Edited by blood, 24 August 2014 - 09:27 AM.

[Area-1255]

And here:
http://www.longecity...-in-depression/

Turmeric acts as an MAO-inhibitor, and combined with piperine and black pepper - it will inhibit both MAO-A and MAO-B, producing significant anti-depressant and stimulant effects. Be careful about combining these with an SSRI antidepressant or 5-HTP - as the risk of developing serotonin syndrome (excess serotonin that can cause hypertensive crisis) nearly quadruples. 

Edited by Area-1255, 25 August 2014 - 11:31 PM.

[blood]

Interesting recent study - 1000mg curcuminoids + 10mg piperine enhances effectiveness of antidepressants in folks with major depression:
 

Phytother Res. 2014 Aug 4. doi: 10.1002/ptr.5211. [Epub ahead of print]

[url=http://www.ncbi.nlm.nih.gov/pubmed/25091591]Investigation of the Efficacy of Adjunctive Therapy with Bioavailability-Boosted Curcuminoids in Major Depressive Disorder.

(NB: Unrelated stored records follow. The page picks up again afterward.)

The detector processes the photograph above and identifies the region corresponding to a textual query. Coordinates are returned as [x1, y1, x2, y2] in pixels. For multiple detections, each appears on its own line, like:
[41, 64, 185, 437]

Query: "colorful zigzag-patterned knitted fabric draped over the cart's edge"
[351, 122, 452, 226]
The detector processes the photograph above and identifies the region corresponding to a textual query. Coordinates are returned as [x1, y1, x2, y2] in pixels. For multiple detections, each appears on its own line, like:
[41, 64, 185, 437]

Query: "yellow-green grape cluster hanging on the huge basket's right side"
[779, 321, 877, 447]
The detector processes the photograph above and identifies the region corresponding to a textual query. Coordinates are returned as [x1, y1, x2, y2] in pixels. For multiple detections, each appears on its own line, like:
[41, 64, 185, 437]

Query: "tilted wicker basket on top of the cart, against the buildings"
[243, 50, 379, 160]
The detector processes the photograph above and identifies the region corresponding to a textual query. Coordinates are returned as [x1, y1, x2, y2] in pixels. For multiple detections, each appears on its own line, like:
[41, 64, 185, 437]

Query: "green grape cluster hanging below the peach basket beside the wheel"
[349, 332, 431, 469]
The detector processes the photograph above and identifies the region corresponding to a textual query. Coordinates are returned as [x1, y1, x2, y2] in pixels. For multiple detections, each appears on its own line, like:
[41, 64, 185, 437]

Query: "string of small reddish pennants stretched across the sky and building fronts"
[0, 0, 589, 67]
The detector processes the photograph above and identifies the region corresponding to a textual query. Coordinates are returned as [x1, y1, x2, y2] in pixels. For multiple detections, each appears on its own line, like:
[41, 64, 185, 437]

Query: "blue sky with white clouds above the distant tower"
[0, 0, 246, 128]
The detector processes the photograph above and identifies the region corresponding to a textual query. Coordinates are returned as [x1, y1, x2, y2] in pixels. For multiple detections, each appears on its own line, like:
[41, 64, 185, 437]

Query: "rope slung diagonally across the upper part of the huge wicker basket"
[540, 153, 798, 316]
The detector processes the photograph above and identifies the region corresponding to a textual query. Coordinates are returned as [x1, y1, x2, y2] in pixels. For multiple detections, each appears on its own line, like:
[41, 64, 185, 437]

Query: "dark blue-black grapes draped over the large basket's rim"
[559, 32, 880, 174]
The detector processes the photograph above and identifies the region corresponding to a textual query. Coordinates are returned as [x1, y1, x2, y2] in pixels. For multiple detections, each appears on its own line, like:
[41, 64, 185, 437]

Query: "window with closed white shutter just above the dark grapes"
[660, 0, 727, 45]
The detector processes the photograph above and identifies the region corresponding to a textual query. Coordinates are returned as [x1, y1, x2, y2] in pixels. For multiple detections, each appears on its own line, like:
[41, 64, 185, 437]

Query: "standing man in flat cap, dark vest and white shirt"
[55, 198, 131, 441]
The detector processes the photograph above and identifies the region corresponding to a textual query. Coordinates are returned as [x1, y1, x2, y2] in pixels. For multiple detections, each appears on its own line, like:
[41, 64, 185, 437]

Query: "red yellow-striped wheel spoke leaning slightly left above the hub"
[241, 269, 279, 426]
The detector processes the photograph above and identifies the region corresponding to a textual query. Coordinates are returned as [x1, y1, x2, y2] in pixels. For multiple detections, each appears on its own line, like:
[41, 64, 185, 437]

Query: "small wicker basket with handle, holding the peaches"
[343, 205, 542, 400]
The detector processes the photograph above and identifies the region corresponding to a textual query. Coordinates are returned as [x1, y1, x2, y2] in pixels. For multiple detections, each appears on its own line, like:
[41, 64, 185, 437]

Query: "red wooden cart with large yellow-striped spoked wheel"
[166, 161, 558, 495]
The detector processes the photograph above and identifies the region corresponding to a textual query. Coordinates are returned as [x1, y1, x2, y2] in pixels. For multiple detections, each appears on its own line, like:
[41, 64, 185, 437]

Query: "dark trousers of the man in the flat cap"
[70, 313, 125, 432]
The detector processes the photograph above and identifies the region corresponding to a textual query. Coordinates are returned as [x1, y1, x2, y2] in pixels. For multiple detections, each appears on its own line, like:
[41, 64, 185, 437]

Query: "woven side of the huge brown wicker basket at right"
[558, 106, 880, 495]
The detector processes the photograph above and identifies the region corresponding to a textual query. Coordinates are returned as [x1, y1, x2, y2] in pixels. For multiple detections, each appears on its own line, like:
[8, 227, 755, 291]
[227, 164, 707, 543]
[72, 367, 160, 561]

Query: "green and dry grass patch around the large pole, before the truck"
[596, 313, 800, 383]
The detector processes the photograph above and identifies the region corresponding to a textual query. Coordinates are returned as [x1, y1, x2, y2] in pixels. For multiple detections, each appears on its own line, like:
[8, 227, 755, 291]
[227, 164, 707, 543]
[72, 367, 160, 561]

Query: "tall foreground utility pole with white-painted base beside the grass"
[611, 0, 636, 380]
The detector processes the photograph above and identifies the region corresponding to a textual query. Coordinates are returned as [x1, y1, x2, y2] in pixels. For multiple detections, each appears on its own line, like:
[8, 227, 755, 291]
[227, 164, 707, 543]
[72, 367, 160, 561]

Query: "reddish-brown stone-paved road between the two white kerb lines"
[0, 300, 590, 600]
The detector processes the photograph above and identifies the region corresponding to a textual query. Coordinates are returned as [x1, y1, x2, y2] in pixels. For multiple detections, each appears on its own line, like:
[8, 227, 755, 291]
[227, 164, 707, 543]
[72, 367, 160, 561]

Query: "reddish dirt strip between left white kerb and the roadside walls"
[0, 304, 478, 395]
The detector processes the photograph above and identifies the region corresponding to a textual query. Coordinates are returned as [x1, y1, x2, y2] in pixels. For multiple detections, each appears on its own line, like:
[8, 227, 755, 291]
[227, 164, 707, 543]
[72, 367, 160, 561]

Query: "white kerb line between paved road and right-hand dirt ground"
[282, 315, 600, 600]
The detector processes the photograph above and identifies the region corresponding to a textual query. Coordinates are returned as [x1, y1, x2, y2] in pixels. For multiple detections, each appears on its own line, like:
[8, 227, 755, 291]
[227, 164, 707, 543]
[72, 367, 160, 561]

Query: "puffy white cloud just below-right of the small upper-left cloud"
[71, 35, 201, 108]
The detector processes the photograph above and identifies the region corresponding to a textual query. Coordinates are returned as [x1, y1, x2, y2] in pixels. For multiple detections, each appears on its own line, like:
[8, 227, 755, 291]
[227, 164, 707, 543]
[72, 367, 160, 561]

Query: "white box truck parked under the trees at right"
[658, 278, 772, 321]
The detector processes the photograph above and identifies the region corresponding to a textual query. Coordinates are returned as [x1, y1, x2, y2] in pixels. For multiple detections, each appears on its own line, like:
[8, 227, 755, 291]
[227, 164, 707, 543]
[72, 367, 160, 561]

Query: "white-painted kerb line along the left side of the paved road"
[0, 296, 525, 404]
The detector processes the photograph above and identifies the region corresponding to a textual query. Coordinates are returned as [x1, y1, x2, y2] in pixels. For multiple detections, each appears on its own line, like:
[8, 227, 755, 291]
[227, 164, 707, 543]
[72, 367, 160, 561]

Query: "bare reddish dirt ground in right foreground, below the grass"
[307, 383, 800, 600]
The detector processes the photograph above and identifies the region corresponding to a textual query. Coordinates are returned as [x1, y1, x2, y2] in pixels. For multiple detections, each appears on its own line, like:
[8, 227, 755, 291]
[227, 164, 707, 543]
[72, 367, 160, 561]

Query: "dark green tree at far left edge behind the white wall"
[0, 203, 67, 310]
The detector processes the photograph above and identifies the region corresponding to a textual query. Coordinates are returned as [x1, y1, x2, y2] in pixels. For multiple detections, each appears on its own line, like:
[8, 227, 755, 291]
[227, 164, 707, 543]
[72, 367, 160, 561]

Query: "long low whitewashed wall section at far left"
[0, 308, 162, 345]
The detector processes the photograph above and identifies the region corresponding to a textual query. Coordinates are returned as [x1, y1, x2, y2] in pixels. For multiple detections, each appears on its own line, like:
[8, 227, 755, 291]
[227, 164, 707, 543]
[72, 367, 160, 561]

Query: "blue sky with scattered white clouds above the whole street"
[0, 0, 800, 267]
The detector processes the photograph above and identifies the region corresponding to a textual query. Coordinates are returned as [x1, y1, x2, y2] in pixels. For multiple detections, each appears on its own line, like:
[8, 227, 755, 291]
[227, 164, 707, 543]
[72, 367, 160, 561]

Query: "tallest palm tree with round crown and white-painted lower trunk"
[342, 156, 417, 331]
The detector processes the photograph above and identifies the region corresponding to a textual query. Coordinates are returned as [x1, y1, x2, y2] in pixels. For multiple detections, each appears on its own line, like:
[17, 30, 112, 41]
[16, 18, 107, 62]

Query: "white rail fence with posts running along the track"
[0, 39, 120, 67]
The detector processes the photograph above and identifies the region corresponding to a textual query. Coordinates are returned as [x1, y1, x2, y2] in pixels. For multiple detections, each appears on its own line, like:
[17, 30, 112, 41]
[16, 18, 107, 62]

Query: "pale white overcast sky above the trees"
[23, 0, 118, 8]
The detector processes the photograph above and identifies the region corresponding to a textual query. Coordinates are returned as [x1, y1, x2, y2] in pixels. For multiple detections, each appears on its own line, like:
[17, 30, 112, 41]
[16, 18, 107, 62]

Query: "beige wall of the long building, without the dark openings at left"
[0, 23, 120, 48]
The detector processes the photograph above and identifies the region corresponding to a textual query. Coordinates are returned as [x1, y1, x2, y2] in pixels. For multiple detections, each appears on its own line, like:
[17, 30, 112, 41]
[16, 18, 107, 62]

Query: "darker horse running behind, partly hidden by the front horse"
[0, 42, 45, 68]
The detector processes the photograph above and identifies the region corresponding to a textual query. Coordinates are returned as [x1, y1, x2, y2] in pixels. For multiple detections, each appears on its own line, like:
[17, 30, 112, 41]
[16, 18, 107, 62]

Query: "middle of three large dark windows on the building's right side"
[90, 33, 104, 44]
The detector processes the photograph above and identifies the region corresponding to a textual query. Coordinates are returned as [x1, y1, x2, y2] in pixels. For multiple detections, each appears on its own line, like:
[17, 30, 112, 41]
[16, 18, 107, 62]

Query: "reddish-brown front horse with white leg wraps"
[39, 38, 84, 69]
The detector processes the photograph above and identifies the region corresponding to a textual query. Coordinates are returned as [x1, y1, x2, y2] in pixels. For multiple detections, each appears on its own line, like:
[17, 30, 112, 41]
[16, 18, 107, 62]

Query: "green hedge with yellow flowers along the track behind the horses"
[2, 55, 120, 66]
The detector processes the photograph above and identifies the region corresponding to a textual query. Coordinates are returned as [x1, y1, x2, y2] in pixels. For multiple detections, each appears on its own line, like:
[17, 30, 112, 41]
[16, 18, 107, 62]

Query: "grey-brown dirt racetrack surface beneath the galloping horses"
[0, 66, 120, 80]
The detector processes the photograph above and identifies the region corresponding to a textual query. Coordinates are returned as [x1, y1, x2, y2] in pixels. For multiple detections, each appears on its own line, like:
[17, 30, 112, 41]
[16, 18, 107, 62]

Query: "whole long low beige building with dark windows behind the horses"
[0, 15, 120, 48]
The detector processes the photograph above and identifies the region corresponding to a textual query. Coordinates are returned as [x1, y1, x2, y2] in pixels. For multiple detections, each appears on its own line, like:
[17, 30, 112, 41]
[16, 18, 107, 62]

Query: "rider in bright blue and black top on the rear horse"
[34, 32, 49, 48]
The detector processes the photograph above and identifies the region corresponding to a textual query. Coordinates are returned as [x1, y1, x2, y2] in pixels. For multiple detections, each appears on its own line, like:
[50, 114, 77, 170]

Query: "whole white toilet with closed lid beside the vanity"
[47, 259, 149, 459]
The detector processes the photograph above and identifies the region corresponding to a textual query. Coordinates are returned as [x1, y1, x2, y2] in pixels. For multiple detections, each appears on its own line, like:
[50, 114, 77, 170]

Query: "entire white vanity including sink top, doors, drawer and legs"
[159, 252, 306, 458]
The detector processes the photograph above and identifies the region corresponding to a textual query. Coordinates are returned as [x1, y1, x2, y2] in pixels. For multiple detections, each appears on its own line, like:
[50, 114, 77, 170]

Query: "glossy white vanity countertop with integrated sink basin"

Panahi Y1, Badeli R, Karami GR, Sahebkar A.

Abstract

Current medications have limited efficacy in controlling the symptoms of major depressive disorder (MDD), and are associated with several adverse events on long-term use. Curcuminoids are extremely safe and multifunctional phytopharmaceuticals that have been shown to alleviate depressive symptoms in a variety of experimental models. The present study aimed to investigate the efficacy of curcuminoids as an add-on to standard antidepressants in patients with MDD. One hundred and eleven subjects were assigned to standard antidepressive therapy plus curcuminoids-piperine combination (1000-10 mg/day; n = 61) or standard antidepressive therapy alone (n = 50) for a period of 6 weeks. Efficacy measures were changes in the psychological status on the basis of the Hospital Anxiety and Depression Scale (HADS) and Beck Depression Inventory II (BDI-II). The BDI-II and HADS total and subscale scores were reduced by the end of trial in both study groups. There were significantly greater reductions in total HADS score and subscales of anxiety and depression in the curcuminoids versus control group (p < 0.001). Likewise, reductions in BDI-II total score and scores of somatic and cognitive subscales were found to be greater in the curcuminoids compared with control group (p < 0.001). Co-administration of curcuminoids with piperine may be used as a safe and effective add-on to standard antidepressants in patients with MDD. Copyright © 2014 John Wiley & Sons, Ltd.

Copyright © 2014 John Wiley & Sons, Ltd.

KEYWORDS:
anxiety; clinical trial; curcumin; depression; piperine

Edited by blood, 27 August 2014 - 04:14 AM.